— Это не особенно вкусно. Зато помогает.
Он не добавил, кому помогает. Он прекрасно понял намерения Виллему.
Монстр скорчил ужасную рожу. Он грязно выругался. Никлас даже не умеет смешивать питье! И снова повалился на траву.
Все ждали. Виллему дрожала от холода в своем белом платье. Доминик набросил на плечи жены накидку. Она благодарно улыбнулась ему.
— И почему ты так непрактично оделась!
Виллему только покачала головой. Мужчины ничего не понимают в женской одежде! Что бы ни ожидало женщину, она всегда стремится одеться как можно лучше! Женщина должна быть уверена в себе. Может, это все поверхностно, внешне. Но очень помогает подавить внутреннюю неуверенность.
Ветер трепал траву и кусты, забирался во все щели. Маленькой Элисе так хотелось дотронуться до монстра, показать свое внимание, но она не смела. Она, было, попробовала, но получила сильный тумак.
Виллему плотнее закуталась в плащ. Ей не нравилось происходящее. Она была словно в полусне. Так хотелось ущипнуть себя за руку, удостовериться, что все это взаправду.
В глубине души она была уверена, что все происходящее — сон. Она бы не поверила, что могла стоять среди камней, бросая в чудовище огненные шары. Сила словно вытекла из нее. Она снова превратилась в обычного человека.
Хм, в почти обычного. Она ведь не раз слышала о странных существах, что могли многое.
И она гордилась тем, что принадлежала к кошачьеглазому племени Людей Льда.
Доминик не считал возможным расслабиться. Он отнюдь не думал, что они выполнили свое предназначение, и опасности больше нет. В его подсознании бился страх за своих близких. Он все еще чувствовал враждебность монстра. Тот думал, как бы ему освободиться, убежать. Он ненавидел их, когда они пришли сюда. А сейчас ненавидел еще больше! Ведь над ним насмехались, его унизили, растоптали… Особенно эта баба!

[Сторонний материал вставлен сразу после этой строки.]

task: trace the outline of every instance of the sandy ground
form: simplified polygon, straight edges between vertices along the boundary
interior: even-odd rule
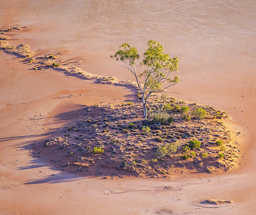
[[[92,85],[55,71],[35,71],[0,51],[0,214],[255,214],[256,114],[254,1],[0,0],[0,28],[36,54],[83,60],[96,75],[132,79],[109,56],[127,42],[143,53],[149,39],[180,59],[183,81],[171,95],[227,111],[243,131],[243,164],[221,175],[185,173],[170,181],[68,174],[33,158],[36,141],[70,123],[68,112],[132,91]],[[73,93],[76,96],[69,97]],[[82,95],[79,96],[80,95]],[[61,117],[60,117],[61,116]],[[170,186],[171,189],[164,189]],[[208,198],[233,200],[208,207]]]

Доминик чувствовал глубокое отчаяние и унижение чудовища.
И вдруг все прошло! Он изучающе посмотрел на монстра.
Веки у него закрылись, черты лица стали спокойны. Снотворное Людей Льда подействовало!
— Долго он будет спать?
— Не очень, — отвечал Никлас. — Мы не можем долго оставаться тут. А если кровожадные кнехты узнают, что он усыплен, то нам всем несдобровать. Так что я дал ему совсем небольшую дозу. Он будет спать совсем недолго. Остается только молиться Богу, чтобы снотворное подействовало, как положено.
— Тогда поспешим, — предложил Доминик.
— Давайте не будем больше называть его тварью. Ведь он все же человек. Несмотря ни на что, — попросила Элиса.
— Будем надеяться, — прошептал Доминик.
Факел почти погас. От него валил густой дым. Виллему безуспешно пыталась поддержать огонь. Даже месяц утомился этой ночью и почти не светил. Звезд не было.
Виллему оглядела равнину. Это что, ее больная фантазия? Или что-то случилось с землей? Равнина, казалось, дышала болью. Словно едва видимые черные кнехты сторожили ворота в мир и покой.
«И почему дорога к миру, покою и чистоте должна проходить мимо черных, опоясанных мечами кнехтов?» — устало подумала она.
Поежившись, она попыталась отвлечься от черных мыслей. «Я так устала, я не могу больше думать. Сколько всего осело сегодня ночью в душе? Я буду считать все случившееся дурным сном. Ничего этого не было, ничего этого не было».
— Виллему, держи факел прямо!
Мужчины разворачивали тряпку на ноге монстра.
— Все в гное и крови. Лодыжка ужасно распухла! Впрочем, не только лодыжка. Вся нога!
Все напряглись! Если они увидят сейчас козлиное или коровье копыто… Это было бы чересчур.
Никлас снял последний слой бересты и кожи.
Наступила полная тишина.
— О, Господи! Боже мой! — простонала Виллему.
— Бедняга! — пробормотала Элиса.
Они озабоченно рассматривали его ногу. Видимо, с ней что-то случилось еще в детстве. Рана никогда не обрабатывалась, а после долгого перехода сильно воспалилась. И теперь ему грозило не только заражение крови, но и некроз.
Видимо, вся передняя часть ступни была отпилена очень грубой пилой, — другого объяснения придумать было невозможно.
9
Элиса все никак не могла досыта наглядеться на поверженного, лежащего с закрытыми глазами. Лицо приняло спокойное, умиротворенное выражение. То, что другим казалось ужасным, представлялось ей прекрасным в своей дикости.